A huge motivation behind the Challenge is building as a community shareable insights in the form of working tests for our use case.

While your leaderboard score is ONLY influenced by the official tests as stated in the evaluation README, we ask that your final submission must also include custom tests that you found helpful / insightful when improving your model.
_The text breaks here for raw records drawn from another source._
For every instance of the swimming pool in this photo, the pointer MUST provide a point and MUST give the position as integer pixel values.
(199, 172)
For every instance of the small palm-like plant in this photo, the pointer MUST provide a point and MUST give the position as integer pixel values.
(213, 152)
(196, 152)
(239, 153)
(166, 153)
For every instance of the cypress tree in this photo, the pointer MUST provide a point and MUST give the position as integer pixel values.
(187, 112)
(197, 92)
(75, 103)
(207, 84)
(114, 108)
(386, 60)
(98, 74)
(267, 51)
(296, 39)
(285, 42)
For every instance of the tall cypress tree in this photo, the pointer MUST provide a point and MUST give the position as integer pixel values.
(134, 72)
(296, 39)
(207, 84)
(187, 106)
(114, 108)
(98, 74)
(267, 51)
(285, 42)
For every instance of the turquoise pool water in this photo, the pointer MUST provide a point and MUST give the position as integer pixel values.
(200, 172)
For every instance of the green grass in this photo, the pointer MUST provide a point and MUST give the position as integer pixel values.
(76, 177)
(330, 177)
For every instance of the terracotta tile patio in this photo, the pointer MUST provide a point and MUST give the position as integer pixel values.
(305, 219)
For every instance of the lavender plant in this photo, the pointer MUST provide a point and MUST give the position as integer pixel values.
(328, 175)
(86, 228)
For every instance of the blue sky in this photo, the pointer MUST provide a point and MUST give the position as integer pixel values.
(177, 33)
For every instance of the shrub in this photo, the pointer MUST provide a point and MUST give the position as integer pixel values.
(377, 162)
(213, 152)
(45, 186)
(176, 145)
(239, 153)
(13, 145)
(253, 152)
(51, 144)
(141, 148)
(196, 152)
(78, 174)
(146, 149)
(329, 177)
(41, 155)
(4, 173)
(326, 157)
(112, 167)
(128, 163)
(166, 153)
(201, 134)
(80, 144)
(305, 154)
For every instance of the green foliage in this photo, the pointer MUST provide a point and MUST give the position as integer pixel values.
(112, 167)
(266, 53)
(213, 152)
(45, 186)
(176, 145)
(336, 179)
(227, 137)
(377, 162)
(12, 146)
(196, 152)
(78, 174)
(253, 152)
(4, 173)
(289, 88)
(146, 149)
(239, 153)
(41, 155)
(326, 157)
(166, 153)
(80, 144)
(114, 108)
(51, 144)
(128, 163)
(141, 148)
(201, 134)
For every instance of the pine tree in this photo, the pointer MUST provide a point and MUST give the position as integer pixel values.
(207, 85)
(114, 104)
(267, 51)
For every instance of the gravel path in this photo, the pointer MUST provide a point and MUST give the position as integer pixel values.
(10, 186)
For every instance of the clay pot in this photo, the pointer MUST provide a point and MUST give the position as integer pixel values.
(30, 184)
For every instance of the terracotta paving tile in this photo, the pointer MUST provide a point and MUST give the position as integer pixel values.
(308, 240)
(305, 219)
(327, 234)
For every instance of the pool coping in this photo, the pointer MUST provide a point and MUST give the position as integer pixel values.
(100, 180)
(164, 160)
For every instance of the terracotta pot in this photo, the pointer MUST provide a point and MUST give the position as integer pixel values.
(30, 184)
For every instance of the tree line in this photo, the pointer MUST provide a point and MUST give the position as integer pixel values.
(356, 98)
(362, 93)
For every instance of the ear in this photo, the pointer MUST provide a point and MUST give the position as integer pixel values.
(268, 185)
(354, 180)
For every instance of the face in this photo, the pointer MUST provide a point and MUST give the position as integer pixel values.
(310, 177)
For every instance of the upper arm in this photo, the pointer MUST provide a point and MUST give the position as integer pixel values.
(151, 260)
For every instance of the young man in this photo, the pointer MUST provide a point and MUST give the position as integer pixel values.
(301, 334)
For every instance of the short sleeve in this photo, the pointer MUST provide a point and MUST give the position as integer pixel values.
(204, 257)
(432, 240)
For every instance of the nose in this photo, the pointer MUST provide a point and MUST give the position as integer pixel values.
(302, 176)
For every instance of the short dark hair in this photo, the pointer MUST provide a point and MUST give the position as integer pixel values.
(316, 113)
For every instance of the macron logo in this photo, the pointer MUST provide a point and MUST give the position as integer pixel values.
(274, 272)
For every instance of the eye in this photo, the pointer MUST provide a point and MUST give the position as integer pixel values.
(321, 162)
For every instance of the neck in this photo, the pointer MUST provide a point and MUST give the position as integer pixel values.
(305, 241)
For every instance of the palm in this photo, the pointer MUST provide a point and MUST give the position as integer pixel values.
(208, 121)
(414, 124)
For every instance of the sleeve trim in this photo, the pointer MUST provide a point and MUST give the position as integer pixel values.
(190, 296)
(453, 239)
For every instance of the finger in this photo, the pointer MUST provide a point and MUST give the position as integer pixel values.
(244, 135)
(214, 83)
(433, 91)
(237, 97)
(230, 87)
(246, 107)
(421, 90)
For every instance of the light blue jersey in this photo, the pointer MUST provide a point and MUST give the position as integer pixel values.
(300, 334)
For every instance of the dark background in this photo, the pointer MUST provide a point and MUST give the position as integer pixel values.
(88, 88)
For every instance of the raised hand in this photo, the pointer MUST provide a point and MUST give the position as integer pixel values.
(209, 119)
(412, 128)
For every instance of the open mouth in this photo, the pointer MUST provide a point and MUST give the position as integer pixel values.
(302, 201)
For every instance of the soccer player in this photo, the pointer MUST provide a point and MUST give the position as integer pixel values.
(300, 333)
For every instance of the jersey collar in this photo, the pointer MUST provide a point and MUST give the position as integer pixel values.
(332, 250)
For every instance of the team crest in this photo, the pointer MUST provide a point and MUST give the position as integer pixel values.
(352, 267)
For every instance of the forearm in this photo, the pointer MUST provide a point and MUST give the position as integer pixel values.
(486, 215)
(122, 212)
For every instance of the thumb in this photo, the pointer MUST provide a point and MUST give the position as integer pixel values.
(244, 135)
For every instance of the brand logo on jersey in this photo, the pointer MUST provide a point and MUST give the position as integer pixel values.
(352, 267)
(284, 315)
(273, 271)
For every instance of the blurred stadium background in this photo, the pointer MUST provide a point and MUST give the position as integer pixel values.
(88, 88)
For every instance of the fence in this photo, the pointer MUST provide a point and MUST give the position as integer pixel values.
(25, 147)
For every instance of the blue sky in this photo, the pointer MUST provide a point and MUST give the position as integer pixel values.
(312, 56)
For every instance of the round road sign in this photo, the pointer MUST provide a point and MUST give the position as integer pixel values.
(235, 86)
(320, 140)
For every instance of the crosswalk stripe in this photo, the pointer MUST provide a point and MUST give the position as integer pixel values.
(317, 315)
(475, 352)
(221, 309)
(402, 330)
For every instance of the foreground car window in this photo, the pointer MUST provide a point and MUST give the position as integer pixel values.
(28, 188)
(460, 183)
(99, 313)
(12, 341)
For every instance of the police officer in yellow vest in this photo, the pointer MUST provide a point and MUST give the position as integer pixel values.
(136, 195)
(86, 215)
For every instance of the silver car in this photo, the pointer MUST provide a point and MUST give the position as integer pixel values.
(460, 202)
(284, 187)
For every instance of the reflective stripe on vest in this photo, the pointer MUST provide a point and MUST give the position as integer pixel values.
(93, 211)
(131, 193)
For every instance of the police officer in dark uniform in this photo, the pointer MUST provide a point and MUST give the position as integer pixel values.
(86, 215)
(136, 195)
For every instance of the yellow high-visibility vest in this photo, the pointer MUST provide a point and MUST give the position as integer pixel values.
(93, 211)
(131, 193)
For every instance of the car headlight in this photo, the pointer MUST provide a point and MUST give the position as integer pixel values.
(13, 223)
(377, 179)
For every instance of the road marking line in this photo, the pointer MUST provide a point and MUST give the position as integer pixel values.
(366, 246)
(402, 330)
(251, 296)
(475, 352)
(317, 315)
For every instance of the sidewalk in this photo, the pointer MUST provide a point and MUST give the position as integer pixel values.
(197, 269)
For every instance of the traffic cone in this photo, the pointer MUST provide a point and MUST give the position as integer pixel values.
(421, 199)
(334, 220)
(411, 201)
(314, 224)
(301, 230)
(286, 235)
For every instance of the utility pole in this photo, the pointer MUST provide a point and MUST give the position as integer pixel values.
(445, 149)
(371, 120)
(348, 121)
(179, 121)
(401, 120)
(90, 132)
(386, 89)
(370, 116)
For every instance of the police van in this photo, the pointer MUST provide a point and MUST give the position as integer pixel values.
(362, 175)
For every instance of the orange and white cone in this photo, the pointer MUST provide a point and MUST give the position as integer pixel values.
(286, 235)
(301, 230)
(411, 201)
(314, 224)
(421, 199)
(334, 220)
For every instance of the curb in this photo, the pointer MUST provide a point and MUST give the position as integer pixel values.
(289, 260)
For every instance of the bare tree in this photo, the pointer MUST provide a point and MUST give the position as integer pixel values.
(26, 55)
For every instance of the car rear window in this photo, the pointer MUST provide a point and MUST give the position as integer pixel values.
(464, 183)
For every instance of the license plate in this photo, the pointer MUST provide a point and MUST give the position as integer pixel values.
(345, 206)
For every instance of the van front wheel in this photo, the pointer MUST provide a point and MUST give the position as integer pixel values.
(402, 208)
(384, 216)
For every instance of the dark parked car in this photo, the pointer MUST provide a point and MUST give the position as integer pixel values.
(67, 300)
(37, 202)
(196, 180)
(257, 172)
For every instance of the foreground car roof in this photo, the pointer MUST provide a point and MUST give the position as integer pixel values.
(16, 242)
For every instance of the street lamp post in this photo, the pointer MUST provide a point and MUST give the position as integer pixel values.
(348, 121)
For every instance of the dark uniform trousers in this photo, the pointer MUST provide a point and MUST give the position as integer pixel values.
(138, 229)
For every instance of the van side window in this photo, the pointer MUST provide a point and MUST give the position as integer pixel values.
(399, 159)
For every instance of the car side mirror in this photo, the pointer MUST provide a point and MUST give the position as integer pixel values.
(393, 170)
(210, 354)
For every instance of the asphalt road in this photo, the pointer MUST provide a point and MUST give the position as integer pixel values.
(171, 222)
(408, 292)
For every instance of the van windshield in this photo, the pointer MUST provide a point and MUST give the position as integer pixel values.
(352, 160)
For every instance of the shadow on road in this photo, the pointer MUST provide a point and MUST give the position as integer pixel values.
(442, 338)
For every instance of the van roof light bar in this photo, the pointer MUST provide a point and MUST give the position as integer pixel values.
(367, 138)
The snippet below shows a working example of how to _extend_ the default RecList with additional tests, and run the same evaluation code.

In [None]:
from reclist.abstractions import rec_test
from evaluation.EvalRSRecList import EvalRSRecList

class myRecList(EvalRSRecList):
    
    @rec_test(test_type='custom_test')
    def lucky_user_test(self):
        """
        Custom test, returning my lucky user from the catalog
        """
        from random import choice

        return {
          "luck_user": str(choice(self._x_test['user_id'].unique())) 
        }


_Re-run the evaluation with the additional test, which gets executed together with the default ones that produce the leaderboard score._

In [None]:
runner.evaluate(
    model=my_model, 
    limit=1,
    custom_RecList=myRecList
)

### Final submission to the committee

Since this is a code competition, you'll be required to submit your repository for statistical verification of your scores. 

Please consult the README carefully to make sure your project complies with the rules and follows the provided template script.